Don’t worry; you’re not alone. According to the national study, Ready to Lead?: Next Generation Leaders Speak Out, the number one reason that emerging professionals gave for not wanting to become an executive director is having to fundraise. When respondents were asked to expound on this, the fear of fundraising was not about an unwillingness to raise money per se. Rather, it was the idea that they wouldn’t be successful in raising much-needed funds.
If you’re among this group of nonprofit leaders, what should you do? Does it make sense to hire someone full-time to oversee the organization’s fundraising duties or contract with a consultant in the short-term? While it’s true that you’ll never be free of the wonderful world of fundraising since you are your nonprofit’s main spokesperson, the answer to this question depends on a variety of factors. Below are a few tips to consider in how best to pass the proverbial buck (see what I just did there?):
- Assess Overall Need. Before you make any sudden moves, first consider what you hope to achieve by increasing your fundraising capacity. Do you need help in mapping out your fundraising activities for the year or do you want to hand off the majority of fundraising responsibilities to another person? If you hire a full-time staff member, this person will primarily oversee and implement your organization’s fundraising activities; keeping you abreast of benchmarks of course. On the other hand, if you decide to hire a consultant, he or she can provide guidance on best practice fundraising strategies and even strengthen (or create) fundraising tools for you to use (e.g., grant proposal templates, strengthen content on online donation page, etc.).
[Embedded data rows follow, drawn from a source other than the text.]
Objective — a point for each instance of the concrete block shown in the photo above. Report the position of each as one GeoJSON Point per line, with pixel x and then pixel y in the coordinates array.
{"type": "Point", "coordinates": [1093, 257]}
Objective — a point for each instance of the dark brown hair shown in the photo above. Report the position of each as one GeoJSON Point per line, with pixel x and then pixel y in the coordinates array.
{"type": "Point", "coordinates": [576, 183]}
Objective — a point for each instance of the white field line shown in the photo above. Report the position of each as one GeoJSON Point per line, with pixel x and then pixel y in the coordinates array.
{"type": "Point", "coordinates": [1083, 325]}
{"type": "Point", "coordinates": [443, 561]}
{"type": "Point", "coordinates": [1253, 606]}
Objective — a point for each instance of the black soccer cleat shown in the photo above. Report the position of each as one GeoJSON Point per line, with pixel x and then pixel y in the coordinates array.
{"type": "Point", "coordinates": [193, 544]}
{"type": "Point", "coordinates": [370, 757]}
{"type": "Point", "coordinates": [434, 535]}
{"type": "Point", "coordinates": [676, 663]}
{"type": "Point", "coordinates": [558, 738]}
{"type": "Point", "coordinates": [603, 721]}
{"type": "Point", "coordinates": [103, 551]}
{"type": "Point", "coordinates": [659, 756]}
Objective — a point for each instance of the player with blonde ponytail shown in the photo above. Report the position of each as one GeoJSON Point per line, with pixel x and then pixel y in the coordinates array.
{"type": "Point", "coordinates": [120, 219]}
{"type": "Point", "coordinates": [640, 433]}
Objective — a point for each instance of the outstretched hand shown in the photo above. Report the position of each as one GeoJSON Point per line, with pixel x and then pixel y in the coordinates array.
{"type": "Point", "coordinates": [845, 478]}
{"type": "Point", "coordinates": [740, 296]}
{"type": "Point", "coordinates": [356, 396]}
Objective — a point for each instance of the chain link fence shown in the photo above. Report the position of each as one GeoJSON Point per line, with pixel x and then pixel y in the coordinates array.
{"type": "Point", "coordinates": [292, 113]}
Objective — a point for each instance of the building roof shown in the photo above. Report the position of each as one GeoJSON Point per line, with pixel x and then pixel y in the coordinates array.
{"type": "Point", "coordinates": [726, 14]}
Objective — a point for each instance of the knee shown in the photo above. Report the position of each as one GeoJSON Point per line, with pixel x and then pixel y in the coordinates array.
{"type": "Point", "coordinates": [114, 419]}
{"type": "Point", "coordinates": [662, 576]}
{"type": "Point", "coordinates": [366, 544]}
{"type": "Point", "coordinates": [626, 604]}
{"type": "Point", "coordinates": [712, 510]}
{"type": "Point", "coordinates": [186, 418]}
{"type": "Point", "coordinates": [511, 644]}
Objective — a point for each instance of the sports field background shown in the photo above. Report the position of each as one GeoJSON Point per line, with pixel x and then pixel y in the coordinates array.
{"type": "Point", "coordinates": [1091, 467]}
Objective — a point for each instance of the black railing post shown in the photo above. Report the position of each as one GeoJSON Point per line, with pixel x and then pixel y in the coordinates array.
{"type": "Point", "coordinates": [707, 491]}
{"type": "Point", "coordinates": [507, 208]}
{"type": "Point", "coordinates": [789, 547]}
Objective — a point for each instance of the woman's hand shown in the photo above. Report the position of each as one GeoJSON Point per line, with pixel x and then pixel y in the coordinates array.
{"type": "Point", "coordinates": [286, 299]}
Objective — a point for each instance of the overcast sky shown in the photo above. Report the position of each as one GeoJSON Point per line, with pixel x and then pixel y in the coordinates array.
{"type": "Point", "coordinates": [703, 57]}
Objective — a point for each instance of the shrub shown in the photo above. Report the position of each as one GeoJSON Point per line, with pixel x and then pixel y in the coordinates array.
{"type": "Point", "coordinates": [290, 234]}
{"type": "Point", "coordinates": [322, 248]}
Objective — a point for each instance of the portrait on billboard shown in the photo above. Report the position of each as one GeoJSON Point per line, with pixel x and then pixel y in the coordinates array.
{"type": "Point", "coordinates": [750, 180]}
- Review Organizational Budget. Another indicator to consider is your organizational budget. Is your nonprofit ready to support another full-time staff member complete with competitive benefits? According to data from Professionals for Nonprofits’ 2010 Salary Survey, the average salary range for a development director in Washington, D.C. is $70,000-$80,000 per year ($40,000-$45,000 for a development associate). If you have room in your budget to hire another person, go for it (our economy needs you for goodness sake). If not, then you might consider contracting with a fundraising consultant for a short period of time to help you map out and/or implement some key fundraising activities to alleviate the burden.
Now it’s your turn. Have you ever contemplated hiring a full-time development person versus a fundraising consultant? What did you ultimately do and why?